The direct appeal related to whether Alabama had jurisdiction to try the case, because the abduction and robbery of Rolon occurred in North Carolina. The charges increased to kidnapping after she was taken across state lines. Judge Robert E. Lee Key, who had presided over Baldwin's trial and conviction, heard this appeal. But it is normally accepted in law that the same judge cannot preside over a hearing to appeal his own case.[2] He ruled that Alabama had jurisdiction because Rolon's murder was committed there.
Multiple appeals of Baldwin's case were filed on the conviction and trial proceedings, based primarily on the following issues:
Long before his execution, Horsley had testified in writing in 1985 that he alone had committed the murder of Rolon and that Baldwin had not known of her death. The prosecutor's office did not give this letter to Baldwin's counsel until after Horsley's execution in 1996.[4] [6]

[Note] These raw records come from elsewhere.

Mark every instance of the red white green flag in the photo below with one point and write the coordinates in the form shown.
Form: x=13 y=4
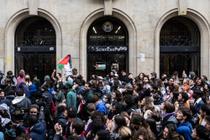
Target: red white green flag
x=66 y=64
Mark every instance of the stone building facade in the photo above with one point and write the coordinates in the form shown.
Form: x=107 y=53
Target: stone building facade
x=147 y=33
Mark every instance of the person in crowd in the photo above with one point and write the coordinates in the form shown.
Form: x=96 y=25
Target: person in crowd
x=184 y=127
x=114 y=107
x=71 y=97
x=169 y=133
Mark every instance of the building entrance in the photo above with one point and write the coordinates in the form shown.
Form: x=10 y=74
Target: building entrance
x=179 y=46
x=107 y=46
x=35 y=47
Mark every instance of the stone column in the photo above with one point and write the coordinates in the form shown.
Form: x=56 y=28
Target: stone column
x=182 y=7
x=33 y=7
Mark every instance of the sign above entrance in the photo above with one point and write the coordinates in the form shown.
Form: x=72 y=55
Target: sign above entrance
x=107 y=49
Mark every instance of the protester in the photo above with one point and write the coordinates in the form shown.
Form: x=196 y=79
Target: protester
x=119 y=106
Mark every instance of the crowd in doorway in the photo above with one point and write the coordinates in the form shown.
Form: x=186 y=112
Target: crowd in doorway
x=116 y=107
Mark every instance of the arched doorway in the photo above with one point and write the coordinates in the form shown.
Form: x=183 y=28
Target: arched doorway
x=179 y=46
x=35 y=47
x=107 y=46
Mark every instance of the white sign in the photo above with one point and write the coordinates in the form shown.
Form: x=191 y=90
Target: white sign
x=142 y=57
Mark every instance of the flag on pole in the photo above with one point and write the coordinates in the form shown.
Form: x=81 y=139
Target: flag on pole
x=66 y=64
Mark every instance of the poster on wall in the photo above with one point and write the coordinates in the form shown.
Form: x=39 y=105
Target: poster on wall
x=1 y=65
x=100 y=66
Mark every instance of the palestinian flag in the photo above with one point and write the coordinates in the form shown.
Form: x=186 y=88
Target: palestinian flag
x=66 y=64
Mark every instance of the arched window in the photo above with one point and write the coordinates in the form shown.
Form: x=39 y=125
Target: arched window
x=107 y=46
x=179 y=46
x=35 y=47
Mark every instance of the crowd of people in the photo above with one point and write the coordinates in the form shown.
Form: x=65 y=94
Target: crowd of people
x=118 y=106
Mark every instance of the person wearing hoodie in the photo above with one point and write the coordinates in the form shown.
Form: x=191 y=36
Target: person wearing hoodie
x=184 y=126
x=20 y=104
x=37 y=130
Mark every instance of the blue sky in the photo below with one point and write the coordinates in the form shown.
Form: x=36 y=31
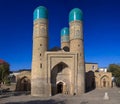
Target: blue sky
x=101 y=29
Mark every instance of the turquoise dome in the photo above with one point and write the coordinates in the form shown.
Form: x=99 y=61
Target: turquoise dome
x=75 y=14
x=65 y=31
x=40 y=12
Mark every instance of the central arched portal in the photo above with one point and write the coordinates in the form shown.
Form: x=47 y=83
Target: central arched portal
x=60 y=87
x=60 y=78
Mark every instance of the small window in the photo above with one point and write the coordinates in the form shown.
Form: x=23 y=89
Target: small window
x=40 y=65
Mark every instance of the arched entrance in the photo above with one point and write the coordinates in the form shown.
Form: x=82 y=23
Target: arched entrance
x=23 y=84
x=104 y=81
x=59 y=74
x=60 y=87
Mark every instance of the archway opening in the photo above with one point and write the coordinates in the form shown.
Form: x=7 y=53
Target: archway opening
x=60 y=87
x=104 y=83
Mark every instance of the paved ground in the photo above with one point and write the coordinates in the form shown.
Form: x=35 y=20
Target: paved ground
x=93 y=97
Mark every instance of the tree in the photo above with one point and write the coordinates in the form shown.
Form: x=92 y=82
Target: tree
x=115 y=69
x=4 y=72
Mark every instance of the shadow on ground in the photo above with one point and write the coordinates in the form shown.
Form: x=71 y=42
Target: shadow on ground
x=39 y=102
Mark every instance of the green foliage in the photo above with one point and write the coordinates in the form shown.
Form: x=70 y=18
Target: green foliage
x=115 y=69
x=4 y=71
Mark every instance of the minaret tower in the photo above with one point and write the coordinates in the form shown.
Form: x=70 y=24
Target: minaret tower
x=40 y=45
x=76 y=45
x=65 y=38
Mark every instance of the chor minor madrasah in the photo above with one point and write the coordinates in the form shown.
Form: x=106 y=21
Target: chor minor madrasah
x=60 y=70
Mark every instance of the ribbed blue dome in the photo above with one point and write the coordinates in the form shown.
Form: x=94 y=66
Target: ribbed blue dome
x=75 y=14
x=40 y=12
x=65 y=31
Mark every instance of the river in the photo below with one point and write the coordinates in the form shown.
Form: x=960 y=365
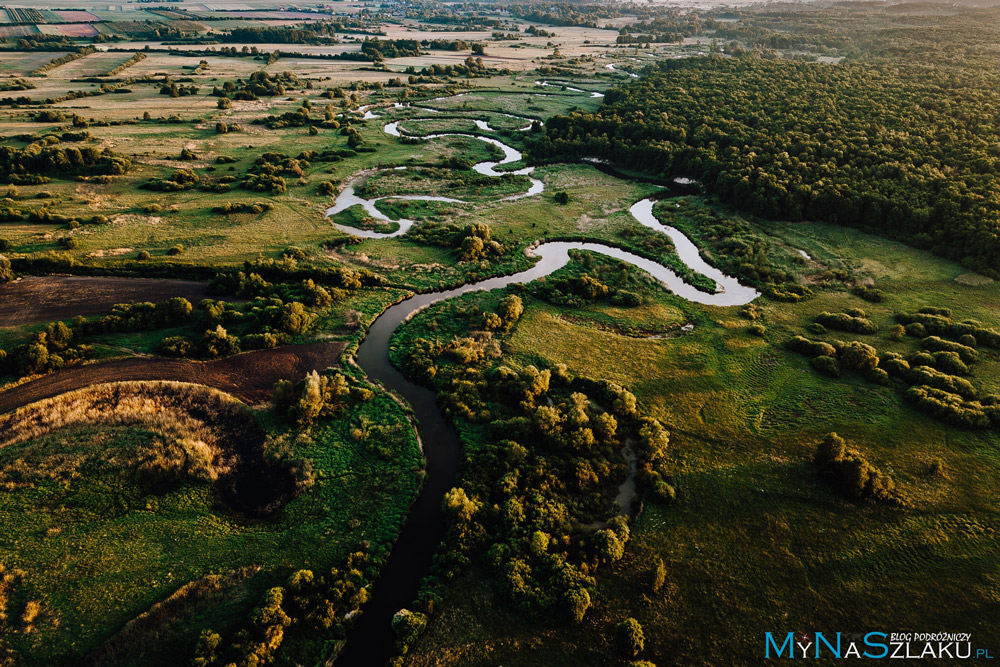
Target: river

Baldwin's appeals case was taken to the United States Supreme Court, by which time 33 senior judges and prosecutors had signed a letter supporting Baldwin. The Supreme Court declined to reverse the conviction on murder and the death sentence. The Pope, former president Jimmy Carter, the Archbishop of Mobile, Alabama; 26 members of the Congressional Black Caucus of the United States Congress, and Coretta King, widow of Martin Luther King, petitioned the state to prevent Baldwin's execution, but they were unsuccessful.[7]
During an investigation in 1999, in an attempt to recover case evidence for DNA analysis (not available at the time of the trial), it was found that all evidence in the case was lost or destroyed after Baldwin's execution.[4]